His surprise may come as, well, a surprise.

In his quarter-page rant, Myers connects Seattle's low crime rate to the paucity of African Americans here, describes the "black community" as a "significant part of [the] threat" of violent crime, and concludes that racial profiling "is only logical when most criminals are of a particular race." He scolds blacks for believing in the "imaginary dilemma of 'institutionalized racism'" and swears he has the chops to write about all of this because he committed "crime with black friends in the past."

Myers wouldn't expound upon his previous exploits.

The student body at Seattle Central—which is 41.8 percent minority and 12.7 percent black—has reacted with anger and disbelief. In addition to the recent rally, the student government has organized weekly discussion forums and a petition is circulating to remove Myers from the editorial board.

The staff of the student paper insists this is an issue of free speech.
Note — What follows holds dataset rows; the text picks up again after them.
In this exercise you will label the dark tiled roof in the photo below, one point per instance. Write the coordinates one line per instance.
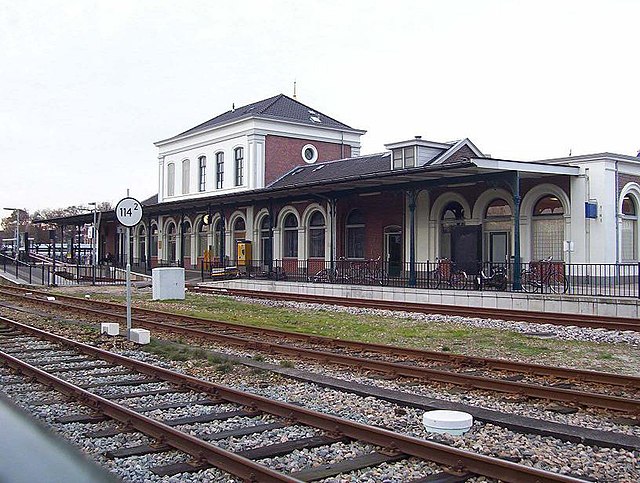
(335, 170)
(279, 107)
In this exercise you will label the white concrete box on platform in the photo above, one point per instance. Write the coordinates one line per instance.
(140, 336)
(109, 328)
(168, 283)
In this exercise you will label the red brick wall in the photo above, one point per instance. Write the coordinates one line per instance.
(379, 211)
(282, 154)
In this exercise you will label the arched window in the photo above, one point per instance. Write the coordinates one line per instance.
(171, 179)
(154, 240)
(201, 242)
(452, 215)
(290, 238)
(171, 243)
(239, 233)
(266, 251)
(355, 234)
(186, 173)
(219, 170)
(142, 244)
(239, 158)
(186, 239)
(629, 230)
(547, 229)
(316, 235)
(202, 173)
(217, 239)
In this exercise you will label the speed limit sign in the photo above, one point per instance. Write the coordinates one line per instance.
(129, 211)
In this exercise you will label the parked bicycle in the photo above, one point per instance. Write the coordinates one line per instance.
(494, 276)
(362, 272)
(545, 276)
(447, 275)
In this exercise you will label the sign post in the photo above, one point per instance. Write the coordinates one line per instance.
(129, 213)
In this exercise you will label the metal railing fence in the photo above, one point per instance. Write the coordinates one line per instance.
(544, 277)
(64, 273)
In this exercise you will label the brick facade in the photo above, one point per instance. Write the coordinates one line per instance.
(283, 154)
(379, 211)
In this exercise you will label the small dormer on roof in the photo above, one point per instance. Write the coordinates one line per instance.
(419, 152)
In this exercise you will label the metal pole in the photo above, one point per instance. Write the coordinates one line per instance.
(18, 234)
(94, 243)
(53, 278)
(128, 286)
(517, 281)
(412, 238)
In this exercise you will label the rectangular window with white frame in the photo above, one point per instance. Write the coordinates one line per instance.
(202, 173)
(219, 170)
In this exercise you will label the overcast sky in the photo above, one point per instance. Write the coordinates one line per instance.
(87, 87)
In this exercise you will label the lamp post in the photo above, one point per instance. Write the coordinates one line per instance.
(94, 242)
(17, 244)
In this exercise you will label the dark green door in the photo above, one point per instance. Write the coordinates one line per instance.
(393, 255)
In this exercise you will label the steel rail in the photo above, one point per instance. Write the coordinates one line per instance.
(616, 403)
(557, 318)
(198, 448)
(484, 362)
(460, 460)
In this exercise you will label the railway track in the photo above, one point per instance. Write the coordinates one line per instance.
(60, 363)
(579, 320)
(569, 386)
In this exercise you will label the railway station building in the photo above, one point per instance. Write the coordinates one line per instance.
(292, 182)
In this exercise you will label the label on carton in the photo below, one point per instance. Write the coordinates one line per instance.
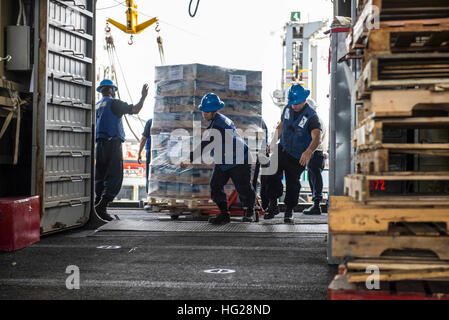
(237, 82)
(175, 73)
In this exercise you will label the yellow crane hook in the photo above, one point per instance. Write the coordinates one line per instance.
(132, 27)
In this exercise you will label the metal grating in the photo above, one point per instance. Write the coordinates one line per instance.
(193, 226)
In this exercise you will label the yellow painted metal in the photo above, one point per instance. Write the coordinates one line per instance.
(132, 27)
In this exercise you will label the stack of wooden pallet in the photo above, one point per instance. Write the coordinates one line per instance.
(397, 202)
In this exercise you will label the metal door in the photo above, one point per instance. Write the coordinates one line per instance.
(64, 109)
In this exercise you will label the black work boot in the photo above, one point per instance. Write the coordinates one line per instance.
(249, 215)
(273, 210)
(100, 209)
(224, 216)
(313, 210)
(288, 216)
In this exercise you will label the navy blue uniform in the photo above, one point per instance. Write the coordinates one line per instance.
(237, 168)
(146, 133)
(295, 139)
(109, 157)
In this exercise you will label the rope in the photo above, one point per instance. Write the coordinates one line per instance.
(15, 98)
(196, 8)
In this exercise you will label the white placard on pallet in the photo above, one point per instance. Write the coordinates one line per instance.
(175, 73)
(237, 82)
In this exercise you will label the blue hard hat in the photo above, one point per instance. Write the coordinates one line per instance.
(105, 83)
(210, 103)
(297, 94)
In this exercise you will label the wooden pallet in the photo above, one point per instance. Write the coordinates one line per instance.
(380, 189)
(176, 204)
(403, 70)
(372, 131)
(404, 103)
(408, 38)
(345, 246)
(391, 269)
(389, 15)
(382, 161)
(341, 289)
(347, 216)
(407, 8)
(420, 36)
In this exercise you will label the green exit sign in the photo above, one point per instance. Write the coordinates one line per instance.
(295, 16)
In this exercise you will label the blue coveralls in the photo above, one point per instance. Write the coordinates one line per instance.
(240, 173)
(147, 134)
(109, 156)
(294, 140)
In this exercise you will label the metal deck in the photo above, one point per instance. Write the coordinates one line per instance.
(138, 220)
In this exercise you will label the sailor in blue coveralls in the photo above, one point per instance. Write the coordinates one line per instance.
(109, 137)
(299, 132)
(237, 167)
(145, 141)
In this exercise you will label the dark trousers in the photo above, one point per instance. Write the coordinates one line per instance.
(241, 177)
(108, 169)
(315, 168)
(147, 169)
(293, 171)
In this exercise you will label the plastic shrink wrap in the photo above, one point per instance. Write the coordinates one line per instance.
(179, 90)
Since the piece appeared on an opinion page, says editor in chief Janelle Hartman, readers should know that it represents only one man's point of view.
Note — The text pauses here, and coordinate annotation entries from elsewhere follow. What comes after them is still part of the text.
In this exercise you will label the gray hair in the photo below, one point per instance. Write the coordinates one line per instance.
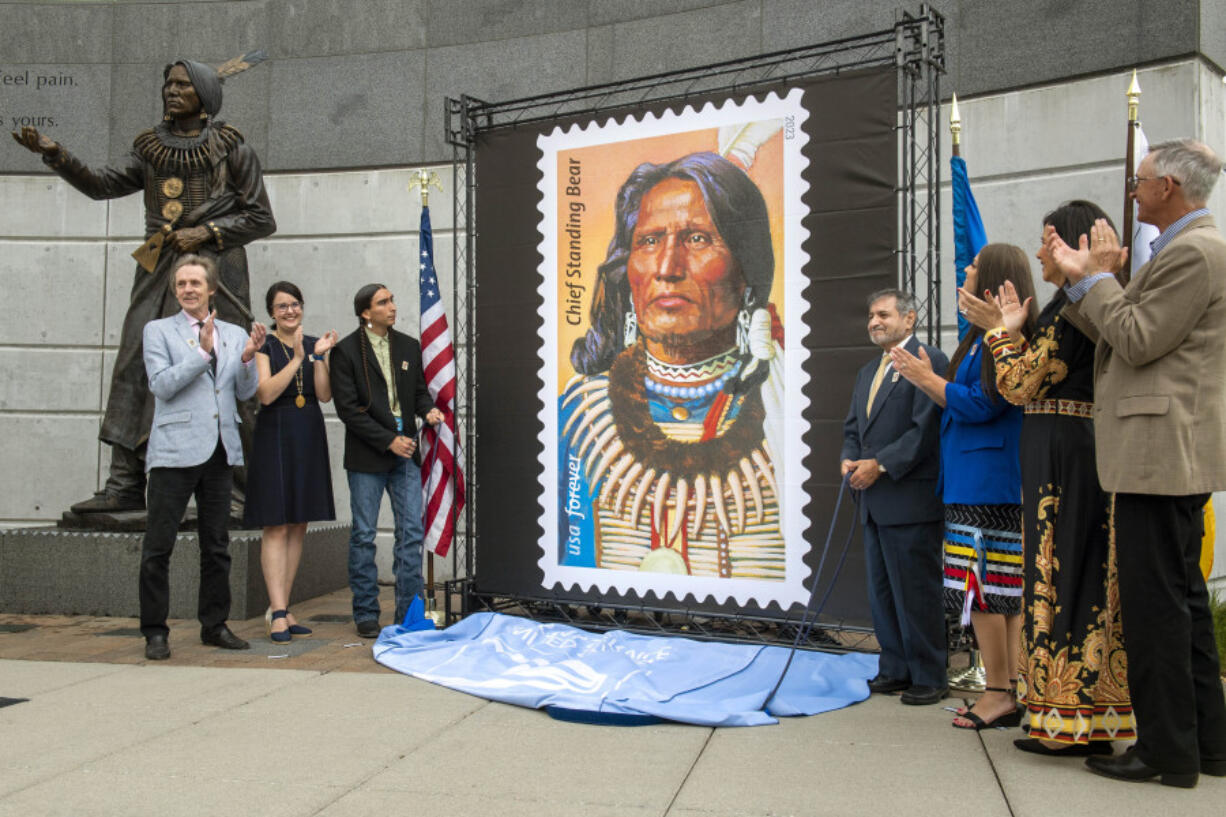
(1193, 163)
(904, 301)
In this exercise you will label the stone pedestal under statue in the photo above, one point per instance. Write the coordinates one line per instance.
(91, 573)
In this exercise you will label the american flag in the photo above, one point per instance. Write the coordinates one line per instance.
(441, 475)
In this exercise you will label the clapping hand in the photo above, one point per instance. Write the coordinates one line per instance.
(299, 350)
(402, 445)
(254, 341)
(34, 141)
(1097, 252)
(913, 368)
(207, 329)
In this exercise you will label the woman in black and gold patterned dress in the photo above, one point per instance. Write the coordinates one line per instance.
(1073, 680)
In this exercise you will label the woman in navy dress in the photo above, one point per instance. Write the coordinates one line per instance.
(981, 486)
(289, 480)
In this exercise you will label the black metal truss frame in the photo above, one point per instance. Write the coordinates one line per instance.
(916, 47)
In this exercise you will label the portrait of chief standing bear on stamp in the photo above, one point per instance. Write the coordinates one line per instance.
(672, 351)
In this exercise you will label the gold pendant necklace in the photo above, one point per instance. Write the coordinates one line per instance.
(298, 375)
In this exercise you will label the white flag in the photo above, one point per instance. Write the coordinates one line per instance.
(1142, 233)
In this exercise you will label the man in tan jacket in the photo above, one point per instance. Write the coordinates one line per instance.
(1160, 427)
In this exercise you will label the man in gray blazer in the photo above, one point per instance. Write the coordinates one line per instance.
(1160, 428)
(197, 366)
(891, 453)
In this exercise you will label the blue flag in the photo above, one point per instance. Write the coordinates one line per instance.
(969, 233)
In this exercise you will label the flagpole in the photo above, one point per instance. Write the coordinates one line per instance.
(422, 180)
(1134, 98)
(955, 128)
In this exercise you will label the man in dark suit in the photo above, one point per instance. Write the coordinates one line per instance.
(378, 385)
(1160, 426)
(891, 455)
(196, 367)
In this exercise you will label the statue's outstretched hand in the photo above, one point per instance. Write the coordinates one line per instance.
(34, 141)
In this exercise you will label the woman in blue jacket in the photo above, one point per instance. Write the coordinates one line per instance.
(981, 486)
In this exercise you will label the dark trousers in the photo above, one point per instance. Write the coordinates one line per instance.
(1168, 631)
(902, 563)
(168, 493)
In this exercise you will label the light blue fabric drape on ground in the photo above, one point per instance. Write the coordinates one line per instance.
(519, 661)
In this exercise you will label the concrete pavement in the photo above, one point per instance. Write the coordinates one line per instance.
(250, 734)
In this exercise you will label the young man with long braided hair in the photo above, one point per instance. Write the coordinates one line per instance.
(379, 390)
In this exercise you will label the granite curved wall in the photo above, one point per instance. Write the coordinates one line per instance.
(361, 82)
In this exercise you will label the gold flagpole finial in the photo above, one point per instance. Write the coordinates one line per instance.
(423, 179)
(1134, 97)
(955, 122)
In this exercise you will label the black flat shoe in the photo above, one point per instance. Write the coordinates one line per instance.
(1129, 767)
(880, 685)
(1008, 719)
(1035, 746)
(156, 648)
(918, 696)
(223, 638)
(298, 629)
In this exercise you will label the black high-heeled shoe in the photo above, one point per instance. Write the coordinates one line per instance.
(283, 636)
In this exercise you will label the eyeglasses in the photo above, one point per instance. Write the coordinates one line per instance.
(1134, 180)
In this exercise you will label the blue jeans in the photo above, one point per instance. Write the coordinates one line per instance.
(403, 486)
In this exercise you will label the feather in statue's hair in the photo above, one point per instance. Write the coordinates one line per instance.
(239, 64)
(739, 144)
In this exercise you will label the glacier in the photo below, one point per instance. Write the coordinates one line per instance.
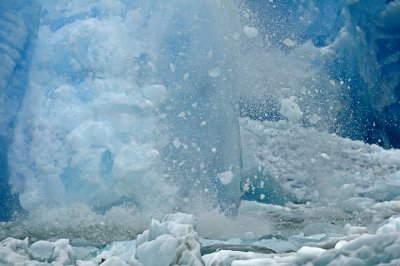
(275, 125)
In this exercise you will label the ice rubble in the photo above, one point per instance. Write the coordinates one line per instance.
(174, 242)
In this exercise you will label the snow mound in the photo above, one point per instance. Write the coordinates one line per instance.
(170, 242)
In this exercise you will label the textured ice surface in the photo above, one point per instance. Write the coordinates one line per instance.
(129, 110)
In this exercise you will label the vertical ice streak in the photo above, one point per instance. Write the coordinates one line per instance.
(19, 21)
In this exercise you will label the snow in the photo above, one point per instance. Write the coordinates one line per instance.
(291, 110)
(289, 42)
(214, 72)
(225, 177)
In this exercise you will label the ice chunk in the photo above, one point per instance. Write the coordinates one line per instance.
(172, 241)
(289, 42)
(225, 177)
(250, 32)
(291, 110)
(155, 93)
(214, 72)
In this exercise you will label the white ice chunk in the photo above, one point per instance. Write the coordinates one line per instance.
(225, 177)
(171, 242)
(288, 42)
(250, 32)
(214, 72)
(291, 110)
(177, 143)
(155, 93)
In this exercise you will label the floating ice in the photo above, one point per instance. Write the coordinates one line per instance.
(250, 32)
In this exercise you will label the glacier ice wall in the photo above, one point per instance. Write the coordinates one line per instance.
(125, 102)
(19, 21)
(136, 102)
Many students and faculty members say Myers's treatise was too vitriolic and poorly reasoned to warrant protection as free speech. Political science professor Carl Livingston says it may be hard for people who aren't black to understand the issue.

"When you're an outsider, it's easy to see this as something that's only a free-speech issue and see the word 'opinion' as all that is needed to signal to people that you shouldn't hold a newspaper responsible for what's printed on a page," Livingston says. "Pieces that raise questions about the criminality of how African Americans are being socialized... they strike at the very things that are keeping African Americans at the bottom of society."

Apollo Amen, a former president of the Black Student Union, says Myers's piece "doesn't take into account the why of the social circumstance, the structure of poverty, how drugs and guns get into our community."

"Stuff like that is just blatantly offensive," he says.

Last year, Amen says, the Collegian ran an essay on Hurricane Katrina in which the author said he would have sold his crack pipe and moved out when the storm approached. In response to reader outcry, he says, the paper organized an editorial review board to vet potentially offensive stories. The board has since been disbanded.

Amen says the next step is for black students to work their way onto the Collegian's editorial board.